Online, via the Zoom platform. Attendees can join using the link below:
https://us06web.zoom.us/j/3612246778?pwd=dXRHZ0I3YWw5bjA0elpSS3pYQzgrZz09&omn=85489980478
Facebook event via this link.
Abstract:
In late 1919, already in exile, Oszkár Jászi (1875–1957) was interviewed by the Neue Zürcher Zeitung. The people of Hungary, Jászi argued, seemed to yearn for Habsburg restoration if only to recapture the sense of unity that the Empire had. But, he continued, “if it is not possible to create a free confederation of these young [successor] states on a democratic-republican basis, a militaristic-imperialist synthesis will result.” For Jászi and many Hungarian republican thinkers, a radical deepening of democracy and the creation of a (con)federation of republican states seemed to be the only way to overcome the international problems Central and Southeastern Europe faced in the postimperial period.

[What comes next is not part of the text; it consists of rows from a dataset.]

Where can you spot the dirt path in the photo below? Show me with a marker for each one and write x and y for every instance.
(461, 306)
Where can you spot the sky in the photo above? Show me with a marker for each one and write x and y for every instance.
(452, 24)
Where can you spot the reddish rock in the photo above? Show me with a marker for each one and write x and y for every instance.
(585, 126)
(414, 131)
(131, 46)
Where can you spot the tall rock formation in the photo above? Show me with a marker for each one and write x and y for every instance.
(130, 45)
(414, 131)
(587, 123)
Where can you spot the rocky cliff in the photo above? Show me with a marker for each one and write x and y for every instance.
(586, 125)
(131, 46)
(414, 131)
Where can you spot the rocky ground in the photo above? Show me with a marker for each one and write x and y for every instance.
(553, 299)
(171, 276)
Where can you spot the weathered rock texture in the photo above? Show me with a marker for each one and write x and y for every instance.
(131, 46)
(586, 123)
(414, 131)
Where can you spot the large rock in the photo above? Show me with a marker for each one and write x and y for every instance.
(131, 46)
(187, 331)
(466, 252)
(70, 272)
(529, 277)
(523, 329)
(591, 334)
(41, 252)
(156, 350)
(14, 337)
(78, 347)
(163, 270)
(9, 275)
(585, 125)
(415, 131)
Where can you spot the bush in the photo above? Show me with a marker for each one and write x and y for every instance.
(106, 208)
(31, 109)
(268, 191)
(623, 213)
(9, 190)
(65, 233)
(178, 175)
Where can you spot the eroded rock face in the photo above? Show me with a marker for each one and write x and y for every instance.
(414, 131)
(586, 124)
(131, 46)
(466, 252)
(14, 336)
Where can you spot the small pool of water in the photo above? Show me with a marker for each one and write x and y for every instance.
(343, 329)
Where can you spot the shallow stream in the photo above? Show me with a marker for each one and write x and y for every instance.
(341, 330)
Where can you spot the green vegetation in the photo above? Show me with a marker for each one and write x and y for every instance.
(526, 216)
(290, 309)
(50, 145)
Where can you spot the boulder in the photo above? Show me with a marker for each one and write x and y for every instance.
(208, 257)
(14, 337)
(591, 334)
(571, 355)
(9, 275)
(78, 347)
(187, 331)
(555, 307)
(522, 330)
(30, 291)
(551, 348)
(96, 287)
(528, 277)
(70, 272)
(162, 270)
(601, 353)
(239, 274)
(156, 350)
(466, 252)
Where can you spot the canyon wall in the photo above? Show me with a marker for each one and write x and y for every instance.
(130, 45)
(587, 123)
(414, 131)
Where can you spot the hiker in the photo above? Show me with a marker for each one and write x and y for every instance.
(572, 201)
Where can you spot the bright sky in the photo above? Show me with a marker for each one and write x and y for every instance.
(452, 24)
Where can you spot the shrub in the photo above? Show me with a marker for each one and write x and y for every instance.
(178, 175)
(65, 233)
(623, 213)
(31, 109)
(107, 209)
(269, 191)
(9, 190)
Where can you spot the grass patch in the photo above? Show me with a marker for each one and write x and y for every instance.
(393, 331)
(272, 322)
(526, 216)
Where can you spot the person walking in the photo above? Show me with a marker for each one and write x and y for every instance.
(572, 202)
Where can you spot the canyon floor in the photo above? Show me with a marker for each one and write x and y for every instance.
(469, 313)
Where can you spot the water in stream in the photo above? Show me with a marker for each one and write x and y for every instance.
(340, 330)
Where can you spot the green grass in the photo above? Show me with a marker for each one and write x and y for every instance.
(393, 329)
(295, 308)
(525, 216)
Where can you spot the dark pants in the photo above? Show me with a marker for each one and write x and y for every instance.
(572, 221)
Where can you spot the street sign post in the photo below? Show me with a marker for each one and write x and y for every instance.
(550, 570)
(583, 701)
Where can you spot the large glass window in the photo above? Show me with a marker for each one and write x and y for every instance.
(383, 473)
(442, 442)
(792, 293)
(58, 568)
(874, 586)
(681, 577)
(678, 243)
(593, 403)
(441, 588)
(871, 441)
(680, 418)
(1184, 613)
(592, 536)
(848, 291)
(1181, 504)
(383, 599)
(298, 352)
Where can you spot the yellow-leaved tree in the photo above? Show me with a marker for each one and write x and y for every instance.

A few years later, in 1924, Albin Prepeluh (1880–1937) and Dragotin Lončar (1876–1954) donned the pseudonym ‘Slovenski republikanci (Slovene Republicans)’ to publish a small pamphlet entitled Why Are We Republicans? (Zakaj smo republikanci?). In the text, Prepeluh and Lončar identified the “rule of the people” (vlada ljudstva) as the core of republicanism, nothing more than the ancient Greek formula of ‘démos’ + ‘kratéo’ fully realized. Yugoslavia needed a radical departure from feudalism, social hierarchy, and monarchy. “The state,” Prepeluh and Lončar wrote, “ought not be over the people, rather the executor of the popular will (ljudska volja).” The one-time monarchist Svetozar Pribićević (1875–1936) also argued for precisely this in his La dictature du roi Alexandre from 1933. The Yugoslav state had hurtled toward dictatorship because it had neither been democratic, nor republican, nor federal.
In both Hungary and Yugoslavia, ideas of republican statehood—and the promise of human freedom and democratic flourishing it would bring—abounded on the Left. This lecture will give an overview of these debates and interpret them in their contexts. The comparison of Hungary and Yugoslavia will be particularly fruitful, since both contexts retained monarchic forms of state, dynastic public symbolism, and constrained parliamentarism. Republicanism in these contexts was not a neutral, abstract political philosophical reflection; rather, a radical contestation of the authoritarian foundations of the postimperial Hungarian and Yugoslav states.